First, click on the index template name to view the settings. Click to the ‘mappings’ tab and copy what is in there

Munge in the two ‘properties’ in the above JSON. Edit the index template

Click to the “Mappings” section and use “Load JSON” to import the new mapping configuration

Paste in your JSON & click to “Load & Overwrite”

Voila – you will have geo-point items in the template.

Next, the logstash pipeline needs to be configured to enrich log records with geoip information. There is a geoip filter available, which uses the MaxMind GeoIP database (this is refreshed automatically; currently, we do not merge in any geoip information for the private network address spaces) . You just need to indicate what field(s) have the IP address and where the location information should be stored. You can have multiple geographic IP fields – in this example, we map both source and destination IP addresses.

        geoip {
                source => "src_ip"
                target => "geoip_src"
                add_field => [ "[geoip][location]", "%{[geoip][longitude]}" ]
                add_field => [ "[geoip][location]", "%{[geoip][latitude]}"  ]
        }
        geoip {
                source => "dst_ip"
                target => "geoip_dest"
                add_field => [ "[geoip][location]", "%{[geoip][longitude]}" ]
                add_field => [ "[geoip][location]", "%{[geoip][latitude]}"  ]
        }

E.G.

One logstash is restarted, the documents stored in Kibana will have geoip_src and geoip_dest fields:

Once relevant data is being stored, use the refresh-looking button on the index pattern(s) to refresh the field list from stored data. This will add the geo-point items into the index pattern.

Once GeoIP information is available in the index pattern, select the “Maps” visualization

Leave the road map layer there (otherwise you won’t see the countries!)

Select ‘Documents’ as the data source to link in ElasticSearch data

Select the index pattern that contains your data source (if your index pattern does not appear, then Kibana doesn’t recognize the pattern as containing geographic fields … I’ve had to delete and recreate my index pattern so the geographic fields were properly mapped).

And select the field(s) that contain geographic details:

You can name the layer

And add a tool tip that will include the country code or name

Under “Term joins”, add a new join. Click on “Join –select–” to link a field from the map to a field in your dataset.

In this case, I am joining the two-character country codes —

Normally, you can leave the “and use metric count” in place (the map is color coded by the number of requests coming from each country). If you want to add a filter, you can click the “where — add filter –” link to edit the filter.

In this example, I don’t want to filter the data, so I’ve left that at the default.

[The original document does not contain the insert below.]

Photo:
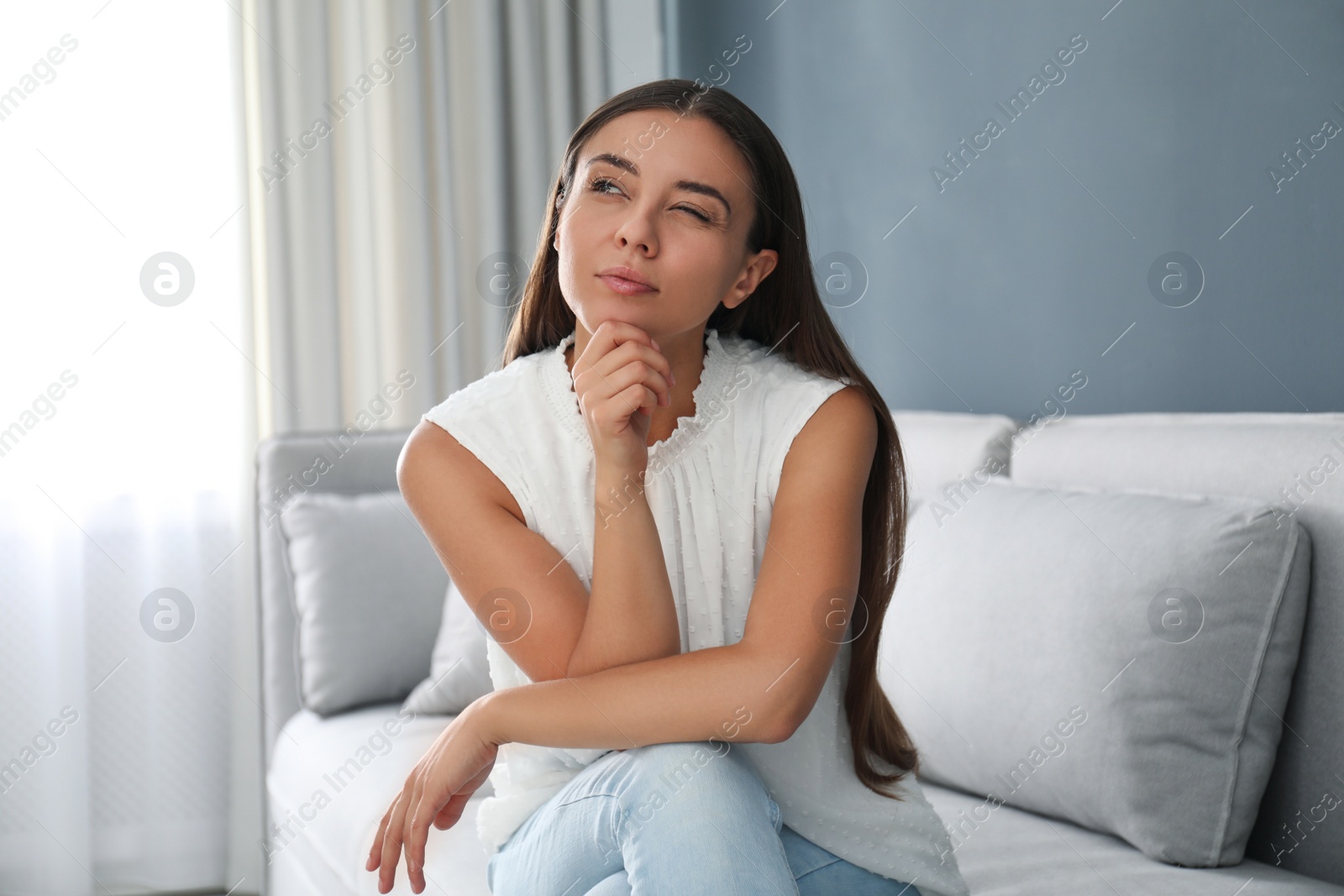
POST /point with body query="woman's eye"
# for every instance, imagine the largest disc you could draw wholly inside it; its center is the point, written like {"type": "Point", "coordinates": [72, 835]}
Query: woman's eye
{"type": "Point", "coordinates": [600, 184]}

Click “Save & close” to save the changes to the map visualization. To view your map, you won’t find it under Visualizations – instead, click “Maps” along the left-hand navigation menu.

Voila – a map where the shading on a country gets darker the more requests have come from the country.

Internal Addresses

If we want to (and if we have information to map IP subnets to City/State/Zip/LatLong, etc), we can edit the database used for GeoIP mappings — https://github.com/maxmind/getting-started-with-mmdb provides a perl module that interacts with the database file. That isn’t currently done, so internal servers where traffic is sourced primarily from private address spaces won’t have particularly thrilling map data.